So I'm driving home from Target earlier today, before the picnic, and I tune into WNED (our local classical station) to hear the final movement of Berlioz's second symphony, Harold en Italie. This movement, called the "Dance of the Brigands", is one of my favorite movements from any symphony.
It begins with a device straight out of Beethoven's Ninth: brief quotations from the previous three movements are interrupted by orchestral bursts before we go into the main part of the movement, the Dance. What struck me today, even though I've heard this piece any number of times, is something that I've always known about Berlioz but never really commented on: his rhythms. Berlioz had a way with rhythm that was occasionally a seventy to a hundred years ahead of his time, and that aspect of his composing really stands out in this movement.

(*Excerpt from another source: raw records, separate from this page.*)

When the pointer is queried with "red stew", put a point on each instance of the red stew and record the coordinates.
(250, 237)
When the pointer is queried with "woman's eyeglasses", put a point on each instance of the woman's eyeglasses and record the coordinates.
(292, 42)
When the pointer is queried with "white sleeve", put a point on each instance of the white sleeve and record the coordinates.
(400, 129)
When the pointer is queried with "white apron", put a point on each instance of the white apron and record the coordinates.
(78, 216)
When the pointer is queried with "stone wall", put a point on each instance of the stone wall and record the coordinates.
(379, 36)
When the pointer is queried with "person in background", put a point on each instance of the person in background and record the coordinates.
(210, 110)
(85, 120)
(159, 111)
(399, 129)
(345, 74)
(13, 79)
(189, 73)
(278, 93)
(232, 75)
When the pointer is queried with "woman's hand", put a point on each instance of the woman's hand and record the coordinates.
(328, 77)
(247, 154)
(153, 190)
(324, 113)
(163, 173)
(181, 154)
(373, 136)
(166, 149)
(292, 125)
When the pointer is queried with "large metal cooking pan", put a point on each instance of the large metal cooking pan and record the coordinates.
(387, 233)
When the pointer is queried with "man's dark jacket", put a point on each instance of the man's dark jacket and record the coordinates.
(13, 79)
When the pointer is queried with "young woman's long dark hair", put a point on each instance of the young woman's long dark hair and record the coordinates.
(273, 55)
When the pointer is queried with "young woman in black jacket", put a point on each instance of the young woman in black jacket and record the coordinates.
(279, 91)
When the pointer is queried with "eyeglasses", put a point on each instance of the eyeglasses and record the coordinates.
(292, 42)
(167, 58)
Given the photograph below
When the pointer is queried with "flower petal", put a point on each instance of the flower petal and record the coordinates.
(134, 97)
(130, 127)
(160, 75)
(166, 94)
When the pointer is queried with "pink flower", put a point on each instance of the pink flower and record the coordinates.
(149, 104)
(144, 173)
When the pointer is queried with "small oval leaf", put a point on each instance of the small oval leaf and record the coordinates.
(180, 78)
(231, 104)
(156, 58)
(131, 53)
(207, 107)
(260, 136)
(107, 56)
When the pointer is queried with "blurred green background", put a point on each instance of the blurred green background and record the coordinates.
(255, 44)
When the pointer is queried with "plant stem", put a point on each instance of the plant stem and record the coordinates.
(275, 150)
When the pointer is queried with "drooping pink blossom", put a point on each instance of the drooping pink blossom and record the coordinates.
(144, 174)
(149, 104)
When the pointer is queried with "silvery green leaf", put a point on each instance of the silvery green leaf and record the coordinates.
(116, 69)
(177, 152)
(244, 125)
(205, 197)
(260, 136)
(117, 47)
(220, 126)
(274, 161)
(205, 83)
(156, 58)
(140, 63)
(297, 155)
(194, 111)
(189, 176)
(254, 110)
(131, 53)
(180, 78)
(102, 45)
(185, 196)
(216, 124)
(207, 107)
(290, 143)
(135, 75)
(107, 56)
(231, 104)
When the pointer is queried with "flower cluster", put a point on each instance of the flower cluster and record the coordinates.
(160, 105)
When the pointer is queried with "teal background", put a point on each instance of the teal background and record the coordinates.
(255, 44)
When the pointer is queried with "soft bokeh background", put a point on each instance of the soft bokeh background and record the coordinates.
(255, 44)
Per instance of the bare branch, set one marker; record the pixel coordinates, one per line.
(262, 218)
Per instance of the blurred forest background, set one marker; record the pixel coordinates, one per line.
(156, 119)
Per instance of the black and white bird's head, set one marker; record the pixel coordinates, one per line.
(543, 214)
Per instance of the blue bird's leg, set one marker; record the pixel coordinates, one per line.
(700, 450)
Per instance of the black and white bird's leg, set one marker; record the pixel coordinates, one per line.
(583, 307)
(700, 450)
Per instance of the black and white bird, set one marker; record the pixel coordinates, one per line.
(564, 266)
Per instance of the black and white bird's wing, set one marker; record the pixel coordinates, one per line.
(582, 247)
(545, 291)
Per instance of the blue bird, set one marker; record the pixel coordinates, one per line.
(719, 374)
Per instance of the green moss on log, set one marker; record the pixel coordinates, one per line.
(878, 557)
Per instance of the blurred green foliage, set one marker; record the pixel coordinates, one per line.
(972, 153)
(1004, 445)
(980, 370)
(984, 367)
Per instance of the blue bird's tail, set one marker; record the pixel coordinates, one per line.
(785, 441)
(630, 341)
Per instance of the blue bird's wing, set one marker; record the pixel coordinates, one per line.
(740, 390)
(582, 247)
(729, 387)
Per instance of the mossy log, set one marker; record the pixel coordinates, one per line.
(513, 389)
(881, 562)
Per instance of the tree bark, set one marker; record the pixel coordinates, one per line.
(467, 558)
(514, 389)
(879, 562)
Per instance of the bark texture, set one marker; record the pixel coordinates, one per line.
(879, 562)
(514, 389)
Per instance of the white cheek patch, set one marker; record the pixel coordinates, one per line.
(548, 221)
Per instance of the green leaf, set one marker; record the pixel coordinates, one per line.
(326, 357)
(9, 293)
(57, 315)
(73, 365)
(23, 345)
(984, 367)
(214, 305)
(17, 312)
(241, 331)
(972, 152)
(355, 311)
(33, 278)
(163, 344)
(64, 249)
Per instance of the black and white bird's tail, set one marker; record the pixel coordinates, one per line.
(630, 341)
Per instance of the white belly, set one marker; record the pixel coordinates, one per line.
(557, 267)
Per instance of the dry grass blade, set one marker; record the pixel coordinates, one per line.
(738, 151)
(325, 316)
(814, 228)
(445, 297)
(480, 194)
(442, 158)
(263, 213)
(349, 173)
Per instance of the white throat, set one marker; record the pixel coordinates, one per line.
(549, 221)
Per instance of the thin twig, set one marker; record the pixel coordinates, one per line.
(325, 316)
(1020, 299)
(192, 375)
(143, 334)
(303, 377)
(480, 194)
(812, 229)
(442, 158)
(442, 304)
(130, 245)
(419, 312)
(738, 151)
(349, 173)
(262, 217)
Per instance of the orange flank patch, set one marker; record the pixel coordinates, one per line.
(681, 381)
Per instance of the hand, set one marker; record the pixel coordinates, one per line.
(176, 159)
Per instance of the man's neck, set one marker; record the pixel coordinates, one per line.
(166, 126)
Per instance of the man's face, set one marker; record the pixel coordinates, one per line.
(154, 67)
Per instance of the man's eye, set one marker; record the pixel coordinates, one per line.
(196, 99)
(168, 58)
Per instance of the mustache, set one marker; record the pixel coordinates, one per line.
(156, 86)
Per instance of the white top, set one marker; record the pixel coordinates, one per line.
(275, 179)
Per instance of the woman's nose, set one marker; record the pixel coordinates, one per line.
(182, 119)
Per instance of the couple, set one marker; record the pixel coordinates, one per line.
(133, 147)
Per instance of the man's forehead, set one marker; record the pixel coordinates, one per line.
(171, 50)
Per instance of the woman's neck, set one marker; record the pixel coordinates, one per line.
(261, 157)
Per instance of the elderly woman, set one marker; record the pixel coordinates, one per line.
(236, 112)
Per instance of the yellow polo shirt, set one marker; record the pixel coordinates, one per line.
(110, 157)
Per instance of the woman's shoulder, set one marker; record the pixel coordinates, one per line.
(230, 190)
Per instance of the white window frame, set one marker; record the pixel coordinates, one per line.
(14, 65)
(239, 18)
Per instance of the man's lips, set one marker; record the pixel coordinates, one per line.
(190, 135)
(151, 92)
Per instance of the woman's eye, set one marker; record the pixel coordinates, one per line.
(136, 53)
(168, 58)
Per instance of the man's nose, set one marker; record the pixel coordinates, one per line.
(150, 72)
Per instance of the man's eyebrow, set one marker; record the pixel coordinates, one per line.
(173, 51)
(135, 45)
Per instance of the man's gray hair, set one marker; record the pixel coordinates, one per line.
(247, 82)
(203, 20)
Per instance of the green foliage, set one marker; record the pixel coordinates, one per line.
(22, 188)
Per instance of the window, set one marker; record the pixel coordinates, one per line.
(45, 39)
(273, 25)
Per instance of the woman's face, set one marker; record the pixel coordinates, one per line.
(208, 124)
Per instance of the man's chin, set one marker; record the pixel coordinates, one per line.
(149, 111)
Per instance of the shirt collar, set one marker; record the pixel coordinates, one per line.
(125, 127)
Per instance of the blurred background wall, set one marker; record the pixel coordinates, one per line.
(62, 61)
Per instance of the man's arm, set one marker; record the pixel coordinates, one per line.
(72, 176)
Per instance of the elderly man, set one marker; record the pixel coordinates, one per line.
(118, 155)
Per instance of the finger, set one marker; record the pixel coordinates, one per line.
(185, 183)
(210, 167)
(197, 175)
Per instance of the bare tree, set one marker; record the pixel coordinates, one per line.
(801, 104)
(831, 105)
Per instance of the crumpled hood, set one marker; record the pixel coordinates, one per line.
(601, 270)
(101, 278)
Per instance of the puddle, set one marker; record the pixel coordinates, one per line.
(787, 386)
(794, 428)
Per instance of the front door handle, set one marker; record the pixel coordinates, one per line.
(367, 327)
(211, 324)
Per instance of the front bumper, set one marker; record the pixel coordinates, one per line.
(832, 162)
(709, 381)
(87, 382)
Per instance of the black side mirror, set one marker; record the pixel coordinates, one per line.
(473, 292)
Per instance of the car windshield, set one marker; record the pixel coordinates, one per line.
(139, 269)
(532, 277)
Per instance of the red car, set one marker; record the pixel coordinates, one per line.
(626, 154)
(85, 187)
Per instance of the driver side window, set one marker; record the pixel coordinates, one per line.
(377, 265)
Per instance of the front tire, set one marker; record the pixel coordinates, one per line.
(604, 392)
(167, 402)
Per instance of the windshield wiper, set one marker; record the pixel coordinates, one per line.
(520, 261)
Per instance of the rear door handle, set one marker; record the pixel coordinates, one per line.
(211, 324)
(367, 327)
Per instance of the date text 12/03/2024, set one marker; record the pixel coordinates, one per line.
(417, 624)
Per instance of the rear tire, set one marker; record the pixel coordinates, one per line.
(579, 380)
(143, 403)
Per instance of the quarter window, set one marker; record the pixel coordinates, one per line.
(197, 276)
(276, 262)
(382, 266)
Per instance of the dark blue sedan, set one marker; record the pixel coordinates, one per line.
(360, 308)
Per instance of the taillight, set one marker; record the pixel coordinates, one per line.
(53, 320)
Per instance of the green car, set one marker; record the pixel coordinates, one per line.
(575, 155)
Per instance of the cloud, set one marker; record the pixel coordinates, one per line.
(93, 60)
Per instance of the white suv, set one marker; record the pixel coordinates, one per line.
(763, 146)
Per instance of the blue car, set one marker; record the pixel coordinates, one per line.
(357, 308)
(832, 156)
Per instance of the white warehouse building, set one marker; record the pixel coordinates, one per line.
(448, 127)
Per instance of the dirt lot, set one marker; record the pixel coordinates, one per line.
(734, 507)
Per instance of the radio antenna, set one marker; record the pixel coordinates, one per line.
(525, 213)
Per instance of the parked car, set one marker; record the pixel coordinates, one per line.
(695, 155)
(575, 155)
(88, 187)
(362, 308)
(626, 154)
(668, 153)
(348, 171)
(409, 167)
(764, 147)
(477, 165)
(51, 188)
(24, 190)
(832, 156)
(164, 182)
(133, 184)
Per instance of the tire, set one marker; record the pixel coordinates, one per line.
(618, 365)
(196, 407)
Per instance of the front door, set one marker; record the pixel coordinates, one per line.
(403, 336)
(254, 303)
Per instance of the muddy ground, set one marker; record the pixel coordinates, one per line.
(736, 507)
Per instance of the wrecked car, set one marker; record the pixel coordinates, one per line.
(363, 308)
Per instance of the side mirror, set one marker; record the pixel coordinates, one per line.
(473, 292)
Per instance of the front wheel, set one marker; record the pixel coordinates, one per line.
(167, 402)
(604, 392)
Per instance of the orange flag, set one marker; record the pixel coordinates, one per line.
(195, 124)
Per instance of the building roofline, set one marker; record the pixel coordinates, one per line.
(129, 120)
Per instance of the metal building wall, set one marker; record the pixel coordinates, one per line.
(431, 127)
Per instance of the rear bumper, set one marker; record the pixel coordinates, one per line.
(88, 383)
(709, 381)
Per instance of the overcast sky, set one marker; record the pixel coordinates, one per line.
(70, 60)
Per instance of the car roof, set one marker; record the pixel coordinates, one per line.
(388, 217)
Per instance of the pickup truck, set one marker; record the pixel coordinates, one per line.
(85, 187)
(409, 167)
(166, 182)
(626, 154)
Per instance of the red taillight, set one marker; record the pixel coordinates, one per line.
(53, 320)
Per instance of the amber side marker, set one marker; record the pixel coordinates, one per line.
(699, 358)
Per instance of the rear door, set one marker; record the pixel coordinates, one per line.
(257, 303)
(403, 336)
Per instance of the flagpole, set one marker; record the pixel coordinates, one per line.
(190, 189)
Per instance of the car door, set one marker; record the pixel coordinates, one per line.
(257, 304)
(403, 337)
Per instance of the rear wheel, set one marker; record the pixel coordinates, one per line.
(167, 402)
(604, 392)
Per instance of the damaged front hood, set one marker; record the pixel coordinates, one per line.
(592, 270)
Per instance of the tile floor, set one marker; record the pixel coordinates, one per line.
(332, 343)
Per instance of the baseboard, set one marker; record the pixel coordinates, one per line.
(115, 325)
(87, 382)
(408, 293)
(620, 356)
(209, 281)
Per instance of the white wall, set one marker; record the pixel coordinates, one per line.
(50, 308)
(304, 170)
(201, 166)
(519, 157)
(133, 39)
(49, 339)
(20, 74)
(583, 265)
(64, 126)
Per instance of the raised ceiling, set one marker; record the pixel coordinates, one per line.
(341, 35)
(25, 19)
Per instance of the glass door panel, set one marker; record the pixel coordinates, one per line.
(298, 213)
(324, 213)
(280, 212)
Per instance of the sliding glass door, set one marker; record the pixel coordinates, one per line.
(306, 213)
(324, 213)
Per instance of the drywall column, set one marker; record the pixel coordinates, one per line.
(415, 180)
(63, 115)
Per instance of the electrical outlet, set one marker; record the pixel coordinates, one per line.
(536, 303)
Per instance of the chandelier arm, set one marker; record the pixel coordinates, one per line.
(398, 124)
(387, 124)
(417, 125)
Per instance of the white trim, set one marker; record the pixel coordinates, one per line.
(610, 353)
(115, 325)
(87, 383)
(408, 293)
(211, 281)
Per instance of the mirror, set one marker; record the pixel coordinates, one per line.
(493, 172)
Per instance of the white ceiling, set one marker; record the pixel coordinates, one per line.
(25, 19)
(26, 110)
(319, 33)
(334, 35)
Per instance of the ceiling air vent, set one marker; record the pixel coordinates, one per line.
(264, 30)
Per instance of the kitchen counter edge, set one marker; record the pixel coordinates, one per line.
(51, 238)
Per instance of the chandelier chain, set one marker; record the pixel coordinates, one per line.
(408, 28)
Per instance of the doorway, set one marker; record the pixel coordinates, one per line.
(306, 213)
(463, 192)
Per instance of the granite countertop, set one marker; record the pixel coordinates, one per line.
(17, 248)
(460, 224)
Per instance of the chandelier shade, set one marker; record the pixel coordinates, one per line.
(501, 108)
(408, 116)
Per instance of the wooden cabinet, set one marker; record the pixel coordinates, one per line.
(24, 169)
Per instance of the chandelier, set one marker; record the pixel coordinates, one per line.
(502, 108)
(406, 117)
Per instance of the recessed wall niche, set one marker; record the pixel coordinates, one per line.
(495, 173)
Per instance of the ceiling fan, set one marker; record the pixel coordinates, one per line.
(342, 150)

His melodies don't always line up in the typical "symmetrical" fashion we expect from melodies of an arch-Romanticist, and he's always willing to put the rhythmic emphasis on an off-beat. Those things I knew, but what I really heard for the first time today was that there are times in Berlioz when the bar line completely disappears, and the listener is totally at sea with respect to the "one-two-three-four" aspect of the music before the tempo reasserts itself. His rhythms are always non-standard, but sometimes they are so unusual that they approach the kind of rhythmic writing of a Stravinsky or an Aaron Copland. That's part of what makes Berlioz always sound fresh in my ears, even though there's barely a note of his that I haven't heard many times.